Court of Appeals of Texas, Twelfth District, TylerJun 30, 2010
No. 12-09-00213-CR (Tex. App. Jun. 30, 2010)

No. 12-09-00213-CR

Opinion delivered June 30, 2010. DO NOT PUBLISH.

Appealed from the 241st Judicial District Court of Smith County, Texas.

Panel consisted of WORTHEN, C.J., GRIFFITH, J., and HOYLE, J.



Carnell Damond Adighije appeals his conviction for injury to a child, for which he was sentenced to imprisonment for eight years. In one issue, Appellant contends that he received ineffective assistance of counsel during his trial on punishment. We affirm.
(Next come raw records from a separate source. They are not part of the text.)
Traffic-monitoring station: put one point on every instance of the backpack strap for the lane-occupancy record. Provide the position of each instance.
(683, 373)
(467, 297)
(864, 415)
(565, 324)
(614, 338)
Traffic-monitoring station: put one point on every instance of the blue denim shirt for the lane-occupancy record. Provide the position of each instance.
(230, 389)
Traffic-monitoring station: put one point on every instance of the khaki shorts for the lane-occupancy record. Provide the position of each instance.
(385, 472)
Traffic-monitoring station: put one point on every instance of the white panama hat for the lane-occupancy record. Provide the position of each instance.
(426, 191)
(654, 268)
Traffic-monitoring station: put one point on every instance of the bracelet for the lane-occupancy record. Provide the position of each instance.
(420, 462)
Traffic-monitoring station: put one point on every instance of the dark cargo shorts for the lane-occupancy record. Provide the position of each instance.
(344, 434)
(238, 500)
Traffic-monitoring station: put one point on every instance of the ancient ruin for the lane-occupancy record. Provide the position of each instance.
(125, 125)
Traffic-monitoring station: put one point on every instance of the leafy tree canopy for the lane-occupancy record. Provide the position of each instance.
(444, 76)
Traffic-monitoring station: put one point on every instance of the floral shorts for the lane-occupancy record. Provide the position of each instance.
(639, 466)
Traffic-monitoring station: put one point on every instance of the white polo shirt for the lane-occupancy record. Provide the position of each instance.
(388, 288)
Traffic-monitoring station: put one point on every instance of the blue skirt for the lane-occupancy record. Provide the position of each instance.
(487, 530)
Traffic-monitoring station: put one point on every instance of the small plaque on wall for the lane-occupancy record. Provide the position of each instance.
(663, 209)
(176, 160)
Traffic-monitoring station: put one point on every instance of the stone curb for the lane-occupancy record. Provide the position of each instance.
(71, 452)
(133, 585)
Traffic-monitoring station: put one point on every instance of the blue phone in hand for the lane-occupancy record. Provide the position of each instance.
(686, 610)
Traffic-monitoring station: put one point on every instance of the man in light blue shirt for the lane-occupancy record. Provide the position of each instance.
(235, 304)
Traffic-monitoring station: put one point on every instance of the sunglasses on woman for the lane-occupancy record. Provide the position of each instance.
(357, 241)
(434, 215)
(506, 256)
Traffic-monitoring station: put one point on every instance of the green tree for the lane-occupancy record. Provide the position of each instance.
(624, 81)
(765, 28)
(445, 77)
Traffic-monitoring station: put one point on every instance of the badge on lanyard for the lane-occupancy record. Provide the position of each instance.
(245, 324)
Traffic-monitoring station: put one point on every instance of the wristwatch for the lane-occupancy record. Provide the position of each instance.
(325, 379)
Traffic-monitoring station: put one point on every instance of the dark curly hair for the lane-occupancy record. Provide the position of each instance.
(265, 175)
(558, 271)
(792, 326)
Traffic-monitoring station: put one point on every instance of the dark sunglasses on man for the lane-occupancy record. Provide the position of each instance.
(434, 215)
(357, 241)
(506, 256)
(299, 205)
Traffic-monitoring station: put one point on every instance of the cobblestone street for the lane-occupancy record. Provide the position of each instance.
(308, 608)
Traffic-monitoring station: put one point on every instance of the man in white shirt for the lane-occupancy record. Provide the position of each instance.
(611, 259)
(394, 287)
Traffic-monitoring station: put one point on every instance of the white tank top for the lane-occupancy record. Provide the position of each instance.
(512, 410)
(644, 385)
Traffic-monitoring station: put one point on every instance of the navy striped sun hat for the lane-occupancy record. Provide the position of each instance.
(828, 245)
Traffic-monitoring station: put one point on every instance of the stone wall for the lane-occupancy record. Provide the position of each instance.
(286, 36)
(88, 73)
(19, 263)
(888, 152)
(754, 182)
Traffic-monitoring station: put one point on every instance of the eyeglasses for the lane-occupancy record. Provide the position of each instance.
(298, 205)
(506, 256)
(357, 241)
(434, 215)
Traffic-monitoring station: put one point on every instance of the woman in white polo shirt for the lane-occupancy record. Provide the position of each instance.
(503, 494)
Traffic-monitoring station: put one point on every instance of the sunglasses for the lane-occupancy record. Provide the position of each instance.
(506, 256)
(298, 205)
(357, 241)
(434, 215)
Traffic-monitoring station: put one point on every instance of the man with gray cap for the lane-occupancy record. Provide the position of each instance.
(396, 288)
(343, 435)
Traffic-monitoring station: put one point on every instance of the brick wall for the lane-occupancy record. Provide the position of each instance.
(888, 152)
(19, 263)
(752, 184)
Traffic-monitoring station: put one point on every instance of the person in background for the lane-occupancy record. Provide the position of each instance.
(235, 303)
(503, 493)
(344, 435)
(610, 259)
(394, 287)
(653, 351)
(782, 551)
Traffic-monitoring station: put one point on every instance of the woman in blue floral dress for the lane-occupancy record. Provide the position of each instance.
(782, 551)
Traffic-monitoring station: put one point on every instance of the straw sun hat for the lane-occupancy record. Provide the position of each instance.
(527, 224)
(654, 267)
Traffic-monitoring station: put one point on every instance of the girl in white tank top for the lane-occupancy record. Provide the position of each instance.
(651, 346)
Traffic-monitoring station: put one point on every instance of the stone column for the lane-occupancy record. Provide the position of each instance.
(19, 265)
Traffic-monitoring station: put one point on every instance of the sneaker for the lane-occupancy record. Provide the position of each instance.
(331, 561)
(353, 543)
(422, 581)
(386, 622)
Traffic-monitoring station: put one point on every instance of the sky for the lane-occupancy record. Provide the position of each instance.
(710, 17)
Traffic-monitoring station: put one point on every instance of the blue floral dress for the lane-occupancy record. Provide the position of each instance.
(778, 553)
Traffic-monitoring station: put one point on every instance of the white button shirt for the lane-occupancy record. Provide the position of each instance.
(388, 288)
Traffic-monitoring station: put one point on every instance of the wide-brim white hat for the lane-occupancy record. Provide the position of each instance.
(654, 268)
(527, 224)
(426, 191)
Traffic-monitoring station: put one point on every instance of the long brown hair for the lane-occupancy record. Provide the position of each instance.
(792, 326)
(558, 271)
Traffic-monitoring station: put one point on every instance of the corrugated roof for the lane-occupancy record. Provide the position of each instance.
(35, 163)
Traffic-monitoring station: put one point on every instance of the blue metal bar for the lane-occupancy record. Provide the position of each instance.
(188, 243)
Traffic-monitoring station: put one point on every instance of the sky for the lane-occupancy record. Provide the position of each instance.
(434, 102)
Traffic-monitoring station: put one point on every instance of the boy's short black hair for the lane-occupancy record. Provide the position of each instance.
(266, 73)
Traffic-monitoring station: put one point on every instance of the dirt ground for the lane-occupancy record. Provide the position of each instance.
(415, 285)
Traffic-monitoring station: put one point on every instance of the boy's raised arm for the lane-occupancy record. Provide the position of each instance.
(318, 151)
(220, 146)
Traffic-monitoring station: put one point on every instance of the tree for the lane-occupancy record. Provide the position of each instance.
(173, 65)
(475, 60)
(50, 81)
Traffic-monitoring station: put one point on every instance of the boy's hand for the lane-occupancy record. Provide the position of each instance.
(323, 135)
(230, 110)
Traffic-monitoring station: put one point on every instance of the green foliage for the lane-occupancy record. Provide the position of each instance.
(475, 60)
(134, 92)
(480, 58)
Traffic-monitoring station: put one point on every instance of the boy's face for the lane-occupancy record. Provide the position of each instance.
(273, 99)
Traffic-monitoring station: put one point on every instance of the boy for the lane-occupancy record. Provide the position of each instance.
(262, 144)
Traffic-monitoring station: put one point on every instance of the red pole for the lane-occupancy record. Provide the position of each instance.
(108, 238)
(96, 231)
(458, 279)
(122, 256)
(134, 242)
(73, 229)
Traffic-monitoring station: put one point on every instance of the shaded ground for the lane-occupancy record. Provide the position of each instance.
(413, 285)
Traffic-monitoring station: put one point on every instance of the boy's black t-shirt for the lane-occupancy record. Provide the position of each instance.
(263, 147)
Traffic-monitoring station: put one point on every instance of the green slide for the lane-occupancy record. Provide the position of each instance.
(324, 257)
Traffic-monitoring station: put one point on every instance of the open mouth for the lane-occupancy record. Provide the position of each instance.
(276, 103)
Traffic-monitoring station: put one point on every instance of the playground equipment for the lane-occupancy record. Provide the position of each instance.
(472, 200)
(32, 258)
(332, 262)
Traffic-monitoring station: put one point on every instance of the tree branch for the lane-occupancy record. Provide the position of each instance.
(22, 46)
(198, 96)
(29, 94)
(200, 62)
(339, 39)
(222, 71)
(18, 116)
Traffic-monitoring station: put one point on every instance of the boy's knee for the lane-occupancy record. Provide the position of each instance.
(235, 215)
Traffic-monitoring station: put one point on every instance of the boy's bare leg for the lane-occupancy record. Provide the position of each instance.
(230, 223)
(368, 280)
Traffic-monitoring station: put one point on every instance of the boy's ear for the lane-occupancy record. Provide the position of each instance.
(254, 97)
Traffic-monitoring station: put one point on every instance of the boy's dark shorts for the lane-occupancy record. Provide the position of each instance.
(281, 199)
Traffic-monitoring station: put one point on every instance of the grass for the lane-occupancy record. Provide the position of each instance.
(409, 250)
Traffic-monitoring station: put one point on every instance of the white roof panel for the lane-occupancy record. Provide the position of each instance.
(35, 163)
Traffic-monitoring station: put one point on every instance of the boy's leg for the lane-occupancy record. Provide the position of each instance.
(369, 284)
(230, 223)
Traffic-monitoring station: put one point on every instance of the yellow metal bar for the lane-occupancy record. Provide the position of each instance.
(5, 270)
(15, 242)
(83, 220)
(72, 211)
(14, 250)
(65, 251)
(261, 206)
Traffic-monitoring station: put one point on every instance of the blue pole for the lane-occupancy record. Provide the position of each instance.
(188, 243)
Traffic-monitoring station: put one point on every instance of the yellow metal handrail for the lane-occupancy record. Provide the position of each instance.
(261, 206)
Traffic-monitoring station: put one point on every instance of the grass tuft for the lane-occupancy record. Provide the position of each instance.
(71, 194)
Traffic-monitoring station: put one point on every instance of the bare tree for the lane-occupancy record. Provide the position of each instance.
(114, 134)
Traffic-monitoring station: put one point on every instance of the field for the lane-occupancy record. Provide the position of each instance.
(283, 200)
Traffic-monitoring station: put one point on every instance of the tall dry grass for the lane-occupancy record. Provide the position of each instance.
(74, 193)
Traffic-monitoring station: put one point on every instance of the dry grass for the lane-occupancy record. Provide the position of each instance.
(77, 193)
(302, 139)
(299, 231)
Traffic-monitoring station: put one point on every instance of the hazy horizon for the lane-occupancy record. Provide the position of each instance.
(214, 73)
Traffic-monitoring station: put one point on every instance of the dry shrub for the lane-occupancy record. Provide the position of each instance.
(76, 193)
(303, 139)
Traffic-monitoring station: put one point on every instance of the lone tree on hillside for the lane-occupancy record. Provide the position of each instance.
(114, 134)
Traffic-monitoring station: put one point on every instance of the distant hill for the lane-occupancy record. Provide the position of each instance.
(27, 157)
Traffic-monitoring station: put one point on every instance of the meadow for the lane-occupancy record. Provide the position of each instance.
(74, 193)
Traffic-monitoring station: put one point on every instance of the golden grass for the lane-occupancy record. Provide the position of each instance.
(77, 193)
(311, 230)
Appellant was charged by indictment with injury to a child. Appellant pleaded "guilty," and the matter proceeded to jury trial on punishment. During the trial on punishment, the prosecuting attorney made the following argument to the jury:
You know, maybe [J.W.] can't defend himself, but [y'all] can defend him. [Y'all] can help him. And you can do that by putting that guy right there away for the full ten years. He's earned every year of it. And he's going to be eligible in 2 1/2 years anyway to get out. And I'm sorry about that, but that's the law. But you can darn sure give him the full ten because he's earned it.
. . . .
You know, if you give him the ten years, he will be eligible in 2 1/2 years to be out on parole, okay. He would have to report to a parole officer. If he re-offends, they'll send him back[.]
Appellant did not object to the former of these two arguments, but did object to the latter argument as being "outside the evidence." The trial court sustained Appellant's objection. At the conclusion of the trial on punishment, the jury assessed Appellant's punishment at imprisonment for eight years. The trial court sentenced Appellant accordingly, and this appeal followed.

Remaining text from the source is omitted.